Emanuel Jose Sanchez

Personal information
- Born: September 21, 1982 Carolina, Puerto Rico
- Died: July 23, 2005 (aged 22) Richmond, Virginia, U.S.
- Occupation: Jockey

Horse racing career
- Sport: Horse racing
- Career wins: 1

Major racing wins
- Race #7 at Colonial Downs on June 19, 2005

Significant horses
- Mark Me Special

= Emanuel Jose Sanchez =

Puerto Rican jockey

Emanuel Jose Sanchez (September 21, 1982 – July 23, 2005) was a Puerto Rican jockey competing in American Thoroughbred horse racing.

Born in Carolina, Puerto Rico, Sanchez emigrated to the United States where he worked as an exercise rider at Bowie Training Center in Bowie, Maryland and had raced at other Thoroughbred racetracks. In the summer of 2005 he was working as an apprentice jockey at Colonial Downs racetrack in New Kent County, Virginia.

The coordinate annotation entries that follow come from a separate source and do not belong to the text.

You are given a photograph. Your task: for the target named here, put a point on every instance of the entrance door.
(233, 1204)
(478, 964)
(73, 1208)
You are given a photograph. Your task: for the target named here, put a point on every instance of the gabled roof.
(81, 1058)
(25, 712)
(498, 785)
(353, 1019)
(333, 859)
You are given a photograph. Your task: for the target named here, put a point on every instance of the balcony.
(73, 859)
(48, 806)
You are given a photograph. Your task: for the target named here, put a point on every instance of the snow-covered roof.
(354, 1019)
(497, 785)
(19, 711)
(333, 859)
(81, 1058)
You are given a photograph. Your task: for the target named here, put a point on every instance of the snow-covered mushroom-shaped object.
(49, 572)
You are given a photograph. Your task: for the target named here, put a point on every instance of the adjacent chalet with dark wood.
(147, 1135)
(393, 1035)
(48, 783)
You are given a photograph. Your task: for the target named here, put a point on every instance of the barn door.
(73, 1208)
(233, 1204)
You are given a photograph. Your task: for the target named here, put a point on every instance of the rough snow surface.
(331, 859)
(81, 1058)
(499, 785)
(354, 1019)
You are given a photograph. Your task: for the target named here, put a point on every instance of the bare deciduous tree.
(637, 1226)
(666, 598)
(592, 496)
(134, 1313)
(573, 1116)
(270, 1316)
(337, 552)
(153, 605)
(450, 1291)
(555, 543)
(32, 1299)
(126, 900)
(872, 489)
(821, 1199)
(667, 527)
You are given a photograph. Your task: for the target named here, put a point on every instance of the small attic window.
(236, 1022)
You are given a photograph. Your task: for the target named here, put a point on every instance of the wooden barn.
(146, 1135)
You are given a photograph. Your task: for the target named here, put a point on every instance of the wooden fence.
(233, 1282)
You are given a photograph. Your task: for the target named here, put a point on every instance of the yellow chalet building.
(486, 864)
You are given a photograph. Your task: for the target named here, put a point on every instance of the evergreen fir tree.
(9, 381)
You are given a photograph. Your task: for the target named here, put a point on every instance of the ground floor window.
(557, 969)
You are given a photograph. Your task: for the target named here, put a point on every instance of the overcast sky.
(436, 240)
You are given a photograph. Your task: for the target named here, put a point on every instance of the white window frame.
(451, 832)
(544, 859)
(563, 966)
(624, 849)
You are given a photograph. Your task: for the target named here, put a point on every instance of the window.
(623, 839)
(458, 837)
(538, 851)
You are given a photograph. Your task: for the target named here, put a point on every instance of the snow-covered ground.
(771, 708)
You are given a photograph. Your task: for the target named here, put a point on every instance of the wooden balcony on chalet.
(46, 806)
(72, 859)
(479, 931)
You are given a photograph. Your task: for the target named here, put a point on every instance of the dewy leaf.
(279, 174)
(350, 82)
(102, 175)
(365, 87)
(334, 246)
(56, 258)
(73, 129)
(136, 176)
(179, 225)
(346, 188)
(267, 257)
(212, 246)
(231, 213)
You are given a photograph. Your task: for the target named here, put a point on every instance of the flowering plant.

Like many jockeys, Emanuel Jose Sanchez struggled to maintain his weight to meet the requirements for racing. According to Christian Olmo, a fellow Puerto Rican jockey and close friend who grew up with Sanchez, he had no visions of grandeur but had a passion for riding horses. Sanchez won one race during his short career in the United States. Riding the mare Mark Me Special he captured the 7th race at Colonial Downs on June 19, 2005. According to The Washington Post, "Sanchez was so unsteady after crossing the finish line at Colonial Downs, he needed help guiding the horse into the winner's circle". On a hot Friday, July 22, shortly after riding a horse named Bear On Tour in the fourth race at Colonial Downs, Sanchez was found collapsed on the floor of the shower in the jockey's room. Rushed to Richmond Community Hospital in Richmond, Virginia, he died on Saturday morning from the effects of dehydration. His death as a result of dieting was the first of two in 2005. On November 12, Louisville, Kentucky jockey Chris Herrell also died as a result of crash dieting.

Emanuel Jose Sanchez's remains were returned to his native Puerto Rico for burial. According to friend Christian Olmo, he is survived by a 6-year-old daughter.